Four Poems by Katie Hibner

Poetry:
Katie Hibner

Smart Varmints

You talk about how they’re smart varmints:

they crawl out of a splintered helix,
grow up crust-plucking
for gratuities.

They want to sic their reliquaries on ours,
semantically blitz
through our amber waves.

They’re not cute and they’re not cubed
bitesize;
they gnaw on our breaded trade winds.

You talk about how
bots admit them through our firewalls,
ignoring their flagrantly-laundered

pedigree sacks,
retouching them into fixer-upper
buds of muesli,

as if they don’t really yearn to sticky
Mama’s homemade ribs,
to smirch her mammary glands.

You talk about how it’s just too bad they’ve spent their wafers,
outrun their mileage of past participles:
porked, picked, embraced, lost—

you just talk.

Their Great Walls

They mayo our hydraulic dashboard
so we can only father
emulsion.

They paste our steers with reports
of “jumping parasites”
and drone-hazing on the eastern front.

Attractions teem in the walls’ shadows:
theaters of marionettes
strung with our excess wince-pork,

peddlers of tan line-pops and coonskins,
tanks of former basemen
smiling through quicksand.

Next to their elegiac rotary
of domestic specimens,
I install an exhibition

of our protest kernels,
our filibusters
of mayflies.

No one questions
their parceled fists
or poinsettia copters.

No one questions
the still-open floodgates
of the Oriental Trading Company.

The Tennis Court Oath Circa 2016

If 2016 was a year of revolution,
I would’ve been satisfied with just monarchial constitutions inscribed

on thousands of community center tennis courts,
with the analysts of each local think tank rallying

to perfect their domestic replay techniques,
with their restocking of municipal Day-Glo bins and freckle mangers

to grow a sovereign moppet.
I fantasize that the analysts would insert a musicked IV

to flood her with kennings, that they would bundle her in house-warming paprika,
that they would feel out her cheek for her rosy embed code,

then lotion up her every ping.
That when the analysts opened their courts to the public,

their regal ragamuffins would charm
even the litters
of suckling boars.

Here’s how we relocate the crumbling conservatives,

hasten their tumble
off the nation’s visual cliff:

rehabilitate them in arthritic tents
enhanced with gummy, illusionistic periaktoi.

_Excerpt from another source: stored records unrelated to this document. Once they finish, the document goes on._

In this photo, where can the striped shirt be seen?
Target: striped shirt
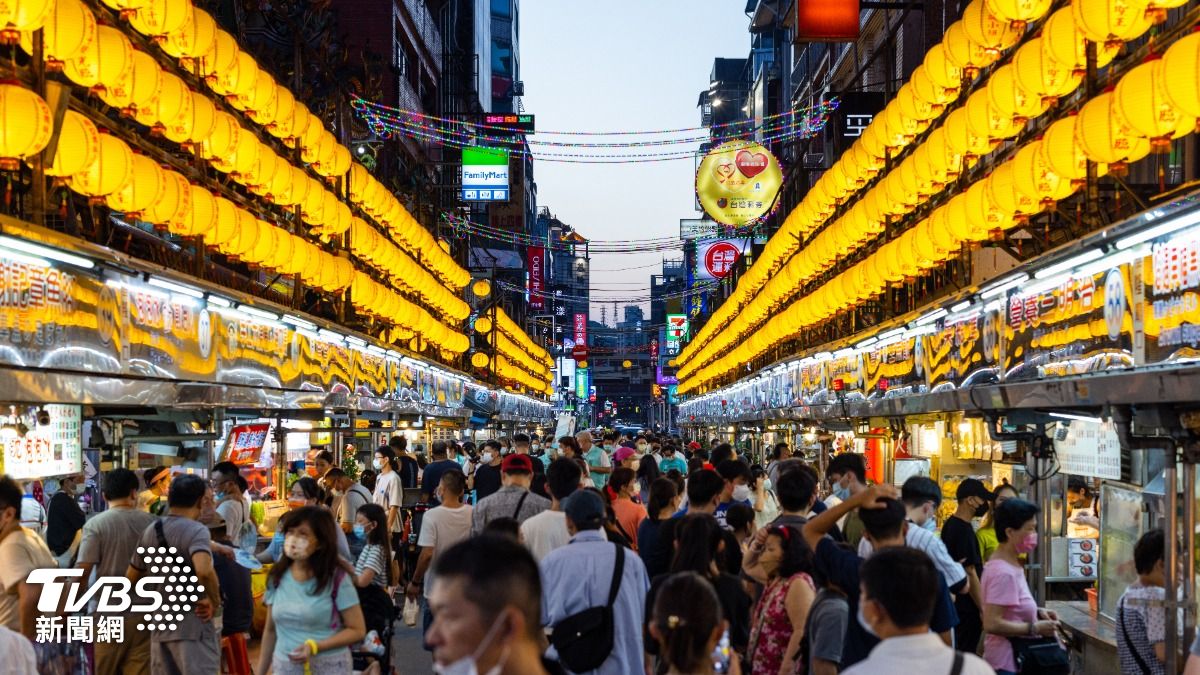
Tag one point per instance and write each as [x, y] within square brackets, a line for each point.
[372, 559]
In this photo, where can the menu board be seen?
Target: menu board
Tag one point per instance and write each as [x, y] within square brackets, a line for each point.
[963, 348]
[895, 368]
[1170, 300]
[41, 441]
[1083, 324]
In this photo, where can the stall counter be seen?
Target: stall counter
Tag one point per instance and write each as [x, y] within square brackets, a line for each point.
[1095, 639]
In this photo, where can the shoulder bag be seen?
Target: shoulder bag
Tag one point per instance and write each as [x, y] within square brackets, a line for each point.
[583, 640]
[1039, 656]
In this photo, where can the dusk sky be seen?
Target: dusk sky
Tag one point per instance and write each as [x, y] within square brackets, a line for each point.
[577, 77]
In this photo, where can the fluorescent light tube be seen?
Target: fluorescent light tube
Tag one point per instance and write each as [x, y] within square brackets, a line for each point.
[175, 287]
[46, 252]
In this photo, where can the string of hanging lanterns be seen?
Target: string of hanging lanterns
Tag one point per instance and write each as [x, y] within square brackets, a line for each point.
[1145, 109]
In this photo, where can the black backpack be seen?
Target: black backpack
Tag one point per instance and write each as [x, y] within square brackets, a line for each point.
[583, 640]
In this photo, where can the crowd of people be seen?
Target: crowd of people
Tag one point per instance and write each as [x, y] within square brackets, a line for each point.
[582, 554]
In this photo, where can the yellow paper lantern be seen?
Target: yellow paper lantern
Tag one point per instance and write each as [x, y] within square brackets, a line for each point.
[145, 185]
[195, 39]
[1110, 22]
[67, 31]
[1012, 100]
[1019, 12]
[964, 53]
[159, 18]
[202, 217]
[25, 125]
[1102, 136]
[108, 172]
[1062, 153]
[169, 209]
[1038, 72]
[989, 30]
[1140, 100]
[102, 64]
[1182, 60]
[1035, 179]
[78, 145]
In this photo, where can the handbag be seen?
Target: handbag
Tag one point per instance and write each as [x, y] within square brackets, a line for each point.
[1039, 656]
[583, 640]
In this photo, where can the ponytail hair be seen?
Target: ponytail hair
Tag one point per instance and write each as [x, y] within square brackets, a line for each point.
[687, 611]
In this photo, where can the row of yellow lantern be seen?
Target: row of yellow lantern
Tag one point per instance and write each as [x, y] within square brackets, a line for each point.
[102, 58]
[1146, 107]
[133, 82]
[1013, 94]
[534, 350]
[138, 186]
[384, 256]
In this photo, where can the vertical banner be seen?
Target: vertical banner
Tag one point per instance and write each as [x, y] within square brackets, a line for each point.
[581, 329]
[537, 278]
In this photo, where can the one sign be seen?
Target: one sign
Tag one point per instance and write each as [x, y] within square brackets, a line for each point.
[715, 258]
[537, 278]
[697, 228]
[485, 174]
[502, 124]
[1090, 448]
[826, 21]
[41, 448]
[581, 328]
[738, 183]
[856, 109]
[245, 443]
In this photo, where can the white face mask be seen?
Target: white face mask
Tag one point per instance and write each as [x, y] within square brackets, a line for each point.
[467, 665]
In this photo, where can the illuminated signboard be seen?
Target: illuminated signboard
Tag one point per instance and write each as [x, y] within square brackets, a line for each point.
[485, 174]
[738, 183]
[40, 448]
[502, 123]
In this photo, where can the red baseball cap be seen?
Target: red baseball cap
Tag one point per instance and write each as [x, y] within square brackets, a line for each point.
[516, 463]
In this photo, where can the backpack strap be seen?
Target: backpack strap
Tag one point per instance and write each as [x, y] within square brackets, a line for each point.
[516, 514]
[957, 668]
[618, 568]
[1133, 650]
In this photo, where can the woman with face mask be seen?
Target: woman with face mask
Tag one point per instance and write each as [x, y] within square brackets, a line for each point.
[1008, 607]
[784, 567]
[312, 609]
[372, 569]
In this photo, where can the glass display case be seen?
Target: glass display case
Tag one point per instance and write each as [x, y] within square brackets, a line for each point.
[1122, 521]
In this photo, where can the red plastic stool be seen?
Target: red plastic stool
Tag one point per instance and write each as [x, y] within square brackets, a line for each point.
[234, 657]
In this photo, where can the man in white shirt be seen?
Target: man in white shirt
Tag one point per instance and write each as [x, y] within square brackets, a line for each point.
[547, 530]
[900, 614]
[442, 527]
[922, 497]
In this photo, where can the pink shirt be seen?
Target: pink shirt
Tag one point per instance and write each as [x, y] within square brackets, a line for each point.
[630, 517]
[1005, 584]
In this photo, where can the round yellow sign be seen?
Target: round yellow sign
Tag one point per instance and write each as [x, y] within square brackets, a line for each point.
[738, 183]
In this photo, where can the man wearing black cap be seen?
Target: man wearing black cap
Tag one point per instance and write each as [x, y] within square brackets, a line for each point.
[960, 541]
[514, 499]
[579, 577]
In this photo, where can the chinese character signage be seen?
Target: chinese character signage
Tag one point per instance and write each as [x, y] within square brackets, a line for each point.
[581, 328]
[537, 278]
[485, 174]
[245, 443]
[52, 447]
[1078, 326]
[738, 183]
[715, 258]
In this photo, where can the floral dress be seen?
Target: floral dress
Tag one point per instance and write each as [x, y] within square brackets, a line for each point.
[772, 627]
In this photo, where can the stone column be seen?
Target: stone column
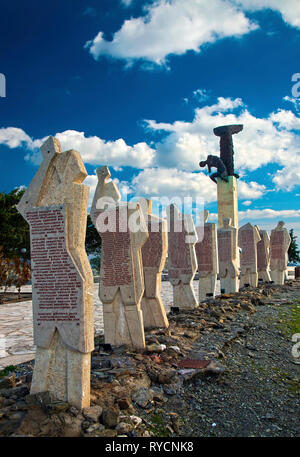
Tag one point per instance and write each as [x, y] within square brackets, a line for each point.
[248, 239]
[227, 193]
[228, 265]
[55, 206]
[154, 253]
[263, 257]
[279, 244]
[182, 260]
[207, 258]
[121, 284]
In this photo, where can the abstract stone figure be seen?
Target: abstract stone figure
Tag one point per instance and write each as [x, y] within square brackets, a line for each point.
[121, 274]
[280, 241]
[207, 258]
[154, 254]
[225, 133]
[248, 239]
[228, 263]
[55, 206]
[263, 257]
[182, 261]
[215, 162]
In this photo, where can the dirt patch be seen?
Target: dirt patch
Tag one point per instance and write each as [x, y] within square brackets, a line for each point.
[224, 369]
[13, 297]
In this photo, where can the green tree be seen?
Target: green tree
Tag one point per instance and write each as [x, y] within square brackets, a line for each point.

Install a chute to dispose of their blasons,
plus latent plugins of documentary footage.

Tamp their cudgel unit of robber barons,
the circumference of their flash-fried maw

(glut it with synthesized Chick-fil-A soup,
a hard swallow of bathwater).

Plant an honest feedback loop
in their priapic charm.

Curate a well-timed bell choir,
a salve of unsexy muses, and eventually,

we’ll launch
an all-white settlement
of our kin.

Katie Hibner is a confetti canon from Cincinnati, Ohio. Her poetry has appeared or is forthcoming in Bone Bouquet, inter|rupture, Timber, Up the Staircase Quarterly, Vinyl, and Yalobusha Review. Katie’s criticism can be found at Entropy, Heavy Feather Review, and Queen Mob’s Teahouse. She dedicates all of her poetry to her mother, Laurie.